To establish a justified clinical diagnosis from WES results, the requesting medical geneticists and the diagnostics laboratory need to be concordant in their interpretation of these results.37 The overall strategy of our clinical WES workflow is a very intensive collaboration with clinicians before, during, and after WES analysis to provide relevant molecular findings. The essential benefit of close cooperation not only lies in the identification of formerly unknown diseases caused by rare genetic variants, as shown in a separate case reports of our results on novel asparagine synthetase deficiency and skeletal ciliopathy,38, 39 but also allowing future evidence based evaluation by providing combined genetic and clinical information.

For the VUSes that we have identified, retrospective clinical examining of the patients may enable a better evaluation by confirming relevance, or by excluding the identified variant.

We identified pathogenic or likely pathogenic variants in two different genes in three patients (Table 4). This is a particular feature of WES, demonstrating its advantage compared with traditional diagnostic methods, especially when dealing with complex phenotypes.
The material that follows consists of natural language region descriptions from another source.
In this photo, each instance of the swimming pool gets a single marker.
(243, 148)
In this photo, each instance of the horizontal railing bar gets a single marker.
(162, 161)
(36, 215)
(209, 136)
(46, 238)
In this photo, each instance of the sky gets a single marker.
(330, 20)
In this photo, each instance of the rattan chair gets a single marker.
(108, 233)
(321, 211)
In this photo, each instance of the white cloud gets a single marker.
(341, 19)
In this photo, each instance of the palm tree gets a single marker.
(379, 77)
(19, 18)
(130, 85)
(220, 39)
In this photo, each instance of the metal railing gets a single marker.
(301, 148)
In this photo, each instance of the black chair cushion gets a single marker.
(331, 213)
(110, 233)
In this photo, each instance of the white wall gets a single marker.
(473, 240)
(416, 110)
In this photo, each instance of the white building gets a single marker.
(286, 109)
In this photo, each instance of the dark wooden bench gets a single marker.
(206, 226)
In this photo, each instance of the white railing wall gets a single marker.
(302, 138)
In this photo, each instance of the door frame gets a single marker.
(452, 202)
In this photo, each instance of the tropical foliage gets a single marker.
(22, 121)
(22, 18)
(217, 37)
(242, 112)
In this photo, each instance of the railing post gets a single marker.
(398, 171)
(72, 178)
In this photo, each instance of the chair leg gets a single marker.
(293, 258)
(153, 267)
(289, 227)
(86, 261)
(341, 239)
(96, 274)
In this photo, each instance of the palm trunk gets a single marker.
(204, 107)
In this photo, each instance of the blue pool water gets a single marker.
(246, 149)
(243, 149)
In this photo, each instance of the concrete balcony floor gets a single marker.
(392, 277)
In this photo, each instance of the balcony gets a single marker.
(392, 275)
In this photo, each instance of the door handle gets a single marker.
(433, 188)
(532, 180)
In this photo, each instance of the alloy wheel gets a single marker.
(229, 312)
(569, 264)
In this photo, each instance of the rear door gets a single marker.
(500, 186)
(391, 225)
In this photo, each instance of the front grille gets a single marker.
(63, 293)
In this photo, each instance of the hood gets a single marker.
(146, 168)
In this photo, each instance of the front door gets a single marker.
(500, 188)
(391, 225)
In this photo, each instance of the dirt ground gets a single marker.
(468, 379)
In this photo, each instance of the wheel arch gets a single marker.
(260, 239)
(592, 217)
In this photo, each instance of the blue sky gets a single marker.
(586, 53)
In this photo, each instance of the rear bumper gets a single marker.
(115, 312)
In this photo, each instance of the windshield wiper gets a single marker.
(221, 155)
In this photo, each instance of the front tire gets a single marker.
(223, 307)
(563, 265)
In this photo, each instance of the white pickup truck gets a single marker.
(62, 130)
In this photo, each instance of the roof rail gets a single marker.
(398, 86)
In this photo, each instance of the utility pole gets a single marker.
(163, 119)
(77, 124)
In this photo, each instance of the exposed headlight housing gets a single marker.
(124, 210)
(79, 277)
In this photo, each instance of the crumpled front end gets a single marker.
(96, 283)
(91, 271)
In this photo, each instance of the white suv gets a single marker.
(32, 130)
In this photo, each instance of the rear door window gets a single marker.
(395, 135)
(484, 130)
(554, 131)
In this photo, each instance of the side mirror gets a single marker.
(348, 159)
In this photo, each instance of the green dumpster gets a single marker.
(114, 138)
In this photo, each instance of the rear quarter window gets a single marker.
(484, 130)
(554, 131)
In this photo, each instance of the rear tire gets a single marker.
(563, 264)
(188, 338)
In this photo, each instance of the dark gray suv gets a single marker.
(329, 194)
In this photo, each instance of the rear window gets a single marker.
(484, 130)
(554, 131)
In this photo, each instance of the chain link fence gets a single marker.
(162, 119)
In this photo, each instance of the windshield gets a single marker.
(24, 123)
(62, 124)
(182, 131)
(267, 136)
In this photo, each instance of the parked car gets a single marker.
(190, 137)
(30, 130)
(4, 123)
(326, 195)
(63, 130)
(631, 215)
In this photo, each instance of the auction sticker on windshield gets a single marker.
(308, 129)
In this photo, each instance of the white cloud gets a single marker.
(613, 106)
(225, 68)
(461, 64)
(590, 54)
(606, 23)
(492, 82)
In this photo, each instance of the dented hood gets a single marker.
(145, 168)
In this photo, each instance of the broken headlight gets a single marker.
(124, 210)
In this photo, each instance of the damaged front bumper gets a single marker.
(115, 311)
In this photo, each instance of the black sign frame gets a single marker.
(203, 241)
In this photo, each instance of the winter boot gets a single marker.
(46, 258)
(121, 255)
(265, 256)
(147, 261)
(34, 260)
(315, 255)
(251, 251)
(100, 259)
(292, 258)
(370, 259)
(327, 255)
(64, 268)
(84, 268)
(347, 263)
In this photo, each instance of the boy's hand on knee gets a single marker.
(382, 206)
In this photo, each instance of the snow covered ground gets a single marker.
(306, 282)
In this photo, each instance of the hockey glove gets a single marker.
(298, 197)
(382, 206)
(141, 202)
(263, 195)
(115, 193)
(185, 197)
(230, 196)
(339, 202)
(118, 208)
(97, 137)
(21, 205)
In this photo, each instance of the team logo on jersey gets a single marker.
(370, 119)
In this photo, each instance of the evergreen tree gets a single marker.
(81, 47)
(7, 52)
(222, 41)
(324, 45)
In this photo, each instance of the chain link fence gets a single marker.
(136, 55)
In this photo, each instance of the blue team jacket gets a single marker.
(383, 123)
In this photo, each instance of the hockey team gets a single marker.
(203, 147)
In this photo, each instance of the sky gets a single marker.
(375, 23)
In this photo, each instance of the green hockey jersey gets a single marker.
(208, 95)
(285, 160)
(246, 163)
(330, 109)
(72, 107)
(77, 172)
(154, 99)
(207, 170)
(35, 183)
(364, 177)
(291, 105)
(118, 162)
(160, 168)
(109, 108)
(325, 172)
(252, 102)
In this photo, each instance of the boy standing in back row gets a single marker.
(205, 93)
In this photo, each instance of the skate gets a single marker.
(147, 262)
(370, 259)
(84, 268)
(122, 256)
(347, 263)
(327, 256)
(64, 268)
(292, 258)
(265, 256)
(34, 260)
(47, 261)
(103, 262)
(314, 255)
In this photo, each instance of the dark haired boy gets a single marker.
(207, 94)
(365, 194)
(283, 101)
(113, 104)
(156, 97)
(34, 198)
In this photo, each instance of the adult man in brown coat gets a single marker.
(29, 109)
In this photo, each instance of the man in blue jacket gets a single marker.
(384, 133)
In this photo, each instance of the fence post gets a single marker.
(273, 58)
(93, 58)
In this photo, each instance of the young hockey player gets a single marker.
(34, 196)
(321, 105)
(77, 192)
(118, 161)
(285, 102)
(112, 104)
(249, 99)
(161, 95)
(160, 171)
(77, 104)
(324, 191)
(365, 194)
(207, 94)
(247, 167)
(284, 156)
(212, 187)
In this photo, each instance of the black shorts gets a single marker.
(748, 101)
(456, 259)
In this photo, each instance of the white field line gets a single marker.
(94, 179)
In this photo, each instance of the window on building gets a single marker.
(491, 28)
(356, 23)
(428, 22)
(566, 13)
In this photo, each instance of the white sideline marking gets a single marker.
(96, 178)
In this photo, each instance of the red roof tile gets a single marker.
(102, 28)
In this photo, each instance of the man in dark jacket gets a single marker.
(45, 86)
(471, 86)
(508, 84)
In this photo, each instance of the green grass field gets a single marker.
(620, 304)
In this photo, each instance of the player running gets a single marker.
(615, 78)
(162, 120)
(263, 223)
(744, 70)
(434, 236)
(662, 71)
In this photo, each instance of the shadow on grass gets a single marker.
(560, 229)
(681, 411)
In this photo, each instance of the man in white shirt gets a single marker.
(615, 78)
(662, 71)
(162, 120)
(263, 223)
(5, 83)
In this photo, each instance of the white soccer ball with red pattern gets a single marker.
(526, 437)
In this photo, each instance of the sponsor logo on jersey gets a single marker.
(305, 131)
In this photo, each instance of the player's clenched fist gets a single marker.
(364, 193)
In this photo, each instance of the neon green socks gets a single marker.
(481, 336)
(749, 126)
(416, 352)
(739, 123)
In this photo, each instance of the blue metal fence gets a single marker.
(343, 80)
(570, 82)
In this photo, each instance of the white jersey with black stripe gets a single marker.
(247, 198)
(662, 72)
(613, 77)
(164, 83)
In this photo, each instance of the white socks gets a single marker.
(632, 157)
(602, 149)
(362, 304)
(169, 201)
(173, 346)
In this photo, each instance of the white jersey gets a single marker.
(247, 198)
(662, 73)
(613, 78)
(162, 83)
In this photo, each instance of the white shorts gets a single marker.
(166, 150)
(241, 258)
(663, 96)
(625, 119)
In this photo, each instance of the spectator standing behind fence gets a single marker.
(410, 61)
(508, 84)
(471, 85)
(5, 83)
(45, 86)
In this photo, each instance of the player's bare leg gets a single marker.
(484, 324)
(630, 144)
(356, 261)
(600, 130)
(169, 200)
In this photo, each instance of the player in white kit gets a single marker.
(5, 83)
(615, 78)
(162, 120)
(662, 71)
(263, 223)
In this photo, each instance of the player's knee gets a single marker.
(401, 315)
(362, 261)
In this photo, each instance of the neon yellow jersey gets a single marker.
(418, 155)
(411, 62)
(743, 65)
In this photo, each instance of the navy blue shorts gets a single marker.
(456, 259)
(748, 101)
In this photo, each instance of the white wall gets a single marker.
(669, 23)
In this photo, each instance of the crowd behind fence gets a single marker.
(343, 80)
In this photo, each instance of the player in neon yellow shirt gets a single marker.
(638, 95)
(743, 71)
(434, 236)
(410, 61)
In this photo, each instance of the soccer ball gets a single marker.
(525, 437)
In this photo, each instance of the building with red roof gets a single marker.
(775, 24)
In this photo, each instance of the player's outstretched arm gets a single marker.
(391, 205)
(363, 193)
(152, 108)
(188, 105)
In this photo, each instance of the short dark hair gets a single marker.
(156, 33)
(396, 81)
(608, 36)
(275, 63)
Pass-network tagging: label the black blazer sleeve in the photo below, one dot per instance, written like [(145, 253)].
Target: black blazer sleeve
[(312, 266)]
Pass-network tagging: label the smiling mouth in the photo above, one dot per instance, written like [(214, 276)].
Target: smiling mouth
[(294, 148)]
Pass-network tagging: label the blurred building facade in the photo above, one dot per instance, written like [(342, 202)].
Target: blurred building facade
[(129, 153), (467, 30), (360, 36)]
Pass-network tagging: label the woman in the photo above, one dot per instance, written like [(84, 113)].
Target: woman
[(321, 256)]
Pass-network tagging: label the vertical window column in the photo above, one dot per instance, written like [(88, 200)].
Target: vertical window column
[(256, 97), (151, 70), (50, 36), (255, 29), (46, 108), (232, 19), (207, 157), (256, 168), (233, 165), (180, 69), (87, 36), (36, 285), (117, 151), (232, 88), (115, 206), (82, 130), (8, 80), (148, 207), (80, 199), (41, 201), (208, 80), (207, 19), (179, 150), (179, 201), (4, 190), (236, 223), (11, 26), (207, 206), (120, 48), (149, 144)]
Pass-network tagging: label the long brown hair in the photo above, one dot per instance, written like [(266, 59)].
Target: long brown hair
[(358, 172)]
The delivery of dual diagnosis would certainly not be as straight forward with current classical genetic tools applied in clinical diagnostics.

Other clear diagnostic advantage of WES is the possibility of fast validation of genes described to be associated with a genetic disease by a single publication, which thus do not find access to OMIM. Our findings validate the link between variants in six such genes and specific phenotypes (Table 3).

Altogether, our results strongly support diagnostic WES as a first diagnostic choice if there is no clear differential diagnosis. We think that chromosomal analysis and repeat expansion diagnostics would still clarify a significant part of intellectual disability, but we plead for WES as soon as a clear differential diagnosis is not available. Overall the superiority of clinical WES over standard genetic tests is illustrated by the broad simultaneous coverage of thousands of genes, by a low-cost and fast turnaround approach, but also by the unique potential for dual molecular diagnosis and efficient identification of variants across diverse phenotypes and populations. Widespread WES implementation will allow more tailored medical care based on individual risk.